Inside Fraternity and Sorority Members' Legal Battle with USC
Public colleges and universities are generally bound by the federal and state constitutions in ways that private schools are not. In California, however, a state law popularly known as the “Leonard Law” prohibits non-religious private schools from disciplining students for speech that would otherwise be protected by “the First Amendment to the United States Constitution or Section 2 of Article I of the California Constitution.” Controversy has arisen in recent years over whether the Leonard Law also protects the free-association rights of students at California’s private universities.
The dispute began in 2018 when the University of Southern California, a private university, implemented a deferred-recruitment policy for Greek-life organizations. According to the policy, students who wished to participate in Greek-organization recruitment were required to complete “a minimum of 12 academic units” and maintain “a minimum USC grade point average of 2.5,” effectively disqualifying first-semester freshmen. Ainsley Carry, USC’s then-vice president of student affairs, wrote that the policy would give students “time to acclimate to the university’s academic and social climate.”
Carry was not always willing to restrict students’ associational freedoms in pursuit of such goals. In a 2014 memo, Carry argued that “the ability to freely associate is a right guaranteed to students via the U.S. Constitution.

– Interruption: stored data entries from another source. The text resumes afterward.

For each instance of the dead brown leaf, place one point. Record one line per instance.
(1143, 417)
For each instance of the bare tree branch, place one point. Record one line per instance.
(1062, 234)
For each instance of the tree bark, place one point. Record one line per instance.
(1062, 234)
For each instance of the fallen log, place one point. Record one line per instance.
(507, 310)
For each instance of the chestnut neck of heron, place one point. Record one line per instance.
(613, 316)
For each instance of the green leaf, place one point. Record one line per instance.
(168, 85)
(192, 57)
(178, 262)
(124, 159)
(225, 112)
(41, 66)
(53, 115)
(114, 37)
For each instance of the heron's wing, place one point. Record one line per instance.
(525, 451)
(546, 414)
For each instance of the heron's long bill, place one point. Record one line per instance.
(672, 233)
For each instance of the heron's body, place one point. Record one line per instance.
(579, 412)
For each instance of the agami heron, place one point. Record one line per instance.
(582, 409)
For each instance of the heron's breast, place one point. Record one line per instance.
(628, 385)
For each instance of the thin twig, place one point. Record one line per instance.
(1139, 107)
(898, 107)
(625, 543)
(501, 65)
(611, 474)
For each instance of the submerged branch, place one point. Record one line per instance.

Placing restrictions on when and who fraternal groups are allowed to recruit infringes on the rights of all students.” By 2018, he had changed his mind just as the university had finished a new residential complex for freshmen.
Greek groups pushed back on the deferred-recruitment policy in court. In July 2018, four USC fraternities and one sorority filed a lawsuit against the university, alleging the deferred-recruitment policy violated students’ constitutional rights. They disputed USC’s claim that the policy would improve freshmen students’ academic performance and claimed that such arguments shouldn’t matter, anyway, in a dispute over constitutional freedoms.

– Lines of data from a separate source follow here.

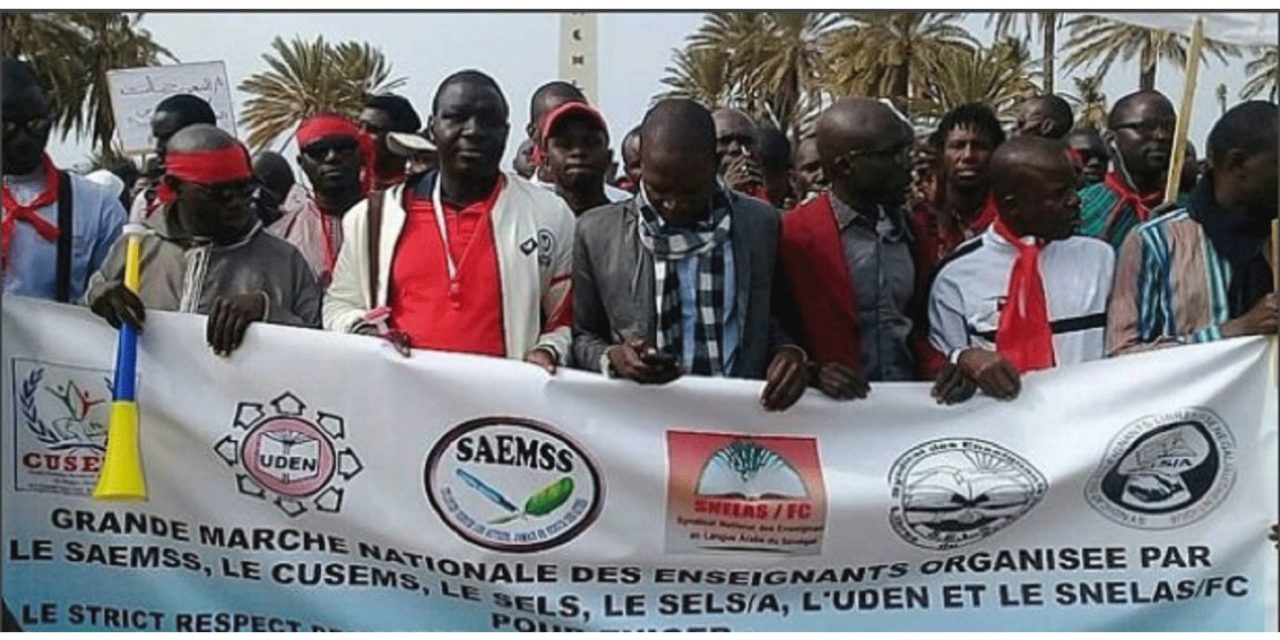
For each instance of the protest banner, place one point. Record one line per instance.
(136, 92)
(314, 480)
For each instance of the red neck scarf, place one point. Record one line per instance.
(30, 213)
(1024, 336)
(1142, 204)
(211, 167)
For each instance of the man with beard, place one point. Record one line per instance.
(214, 257)
(337, 159)
(577, 154)
(464, 259)
(1141, 136)
(1028, 293)
(1089, 152)
(848, 256)
(58, 227)
(1201, 273)
(680, 278)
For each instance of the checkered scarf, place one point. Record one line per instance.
(671, 245)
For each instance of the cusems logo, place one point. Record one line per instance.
(512, 484)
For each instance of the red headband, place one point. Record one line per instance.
(211, 167)
(332, 126)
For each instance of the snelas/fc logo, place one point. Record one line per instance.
(1165, 471)
(512, 484)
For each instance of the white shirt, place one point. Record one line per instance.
(969, 293)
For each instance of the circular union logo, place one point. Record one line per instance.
(952, 492)
(512, 484)
(1165, 471)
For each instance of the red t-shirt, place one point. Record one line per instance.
(461, 316)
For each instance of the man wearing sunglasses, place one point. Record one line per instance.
(338, 161)
(213, 256)
(1141, 137)
(58, 227)
(848, 256)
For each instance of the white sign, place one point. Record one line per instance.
(136, 92)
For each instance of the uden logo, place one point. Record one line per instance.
(512, 484)
(1165, 471)
(288, 458)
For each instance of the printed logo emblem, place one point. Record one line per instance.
(744, 493)
(952, 492)
(60, 415)
(284, 457)
(1165, 471)
(512, 484)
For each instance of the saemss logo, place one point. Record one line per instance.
(512, 484)
(1165, 471)
(292, 460)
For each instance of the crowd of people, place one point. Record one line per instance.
(865, 252)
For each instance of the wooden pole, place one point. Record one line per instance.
(1184, 112)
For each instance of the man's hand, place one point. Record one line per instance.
(638, 360)
(839, 382)
(951, 385)
(1260, 320)
(118, 304)
(229, 318)
(785, 380)
(995, 375)
(543, 357)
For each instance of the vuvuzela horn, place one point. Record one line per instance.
(122, 476)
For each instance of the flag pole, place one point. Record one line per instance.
(1184, 110)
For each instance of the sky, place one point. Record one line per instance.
(520, 51)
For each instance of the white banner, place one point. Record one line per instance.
(137, 91)
(314, 480)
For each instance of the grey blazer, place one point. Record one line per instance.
(613, 283)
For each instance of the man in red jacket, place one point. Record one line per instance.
(848, 254)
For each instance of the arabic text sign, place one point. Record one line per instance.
(136, 92)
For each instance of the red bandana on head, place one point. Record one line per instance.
(1024, 336)
(209, 167)
(30, 213)
(333, 126)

“Even if a first-year sorority or fraternity member has a lower GPA than other first-year students, this is not a justification for denying their constitutional rights to freely associate,” the plaintiffs argued.
Attorney Tim Burke of Fraternal Law Partners, a law firm that counsels Greek and other student-life organizations, wrote that the students’ claims of constitutional injury wouldn’t hold water in most other states but were more plausible in California because of its Leonard Law.
The case was initially dismissed in November 2018 by the Superior Court of Los Angeles County on the grounds that USC’s actions were not shown to be “disciplinary” in nature, as required by statute, and that the Leonard Law didn’t protect freedom of association.
“Just as it is clear from the plain language of the [Leonard] statute that it does not apply to the right of petition, it is equally clear from the plain language of the statute that it does not apply to the right of association since the statute says nothing about the right of association just as it says nothing about the right of petition,” the court ruled, citing its reasoning in an earlier case.
The L.A. court’s ruling was overturned the following year by California’s Second Appellate Court, which disagreed with its interpretation of the Leonard statute. The Second Appellate Court held that the law granted student groups the right to assert the “expressive associational interests of their members” and allowed the case to proceed. The court nevertheless cautioned the students that they were unlikely to prevail.
“We do not believe it is likely plaintiffs will prevail, but they must have their opportunity to make their case,” the court wrote in an unofficial opinion.
The court’s opinion proved prescient when Judge Teresa Beaudet of the L.A. Superior Court granted USC’s motion for summary judgment in October 2020, bringing the matter to a close.
What effect did the policy and associated legal battle have on students’ perception of their associational freedoms? In 2020, RealClearEducation commissioned a survey of more than 4,500 students involved in Greek organizations at over 500 colleges and universities around the country, including USC.
Some of the findings from USC respondents were striking. For example, 69 percent of surveyed Greek-involved students at USC felt that all student groups were not treated equally by the administration. Seventy-eight percent felt that there was at least some pressure for their group to be kicked off campus. Sixty percent were not confident in the future of Greek life on campus.
Given the relatively small sample size of USC students included in the survey (23), the results of the survey cannot be said to represent the experience of all Greek-involved students at the school. Still, argues Zach Greenberg of the Foundation for Individual Rights in Education (FIRE), the results point to the work that private universities like USC need to do to assure students that their rights will be protected.
“[M]any private universities promise their Greek organizations the same due process, expressive, and associational rights as other student groups. These universities should strive to uphold their clear, written commitments to protect the rights of their fraternities and sororities,” Greenberg said.
A USC spokesman declined to comment on this story but directed RealClearEducation to the “Diversity, Equity, and Inclusion” section of the university’s “Unifying Values” page. The university’s deferred-recruitment policy for Greek organizations remains in place.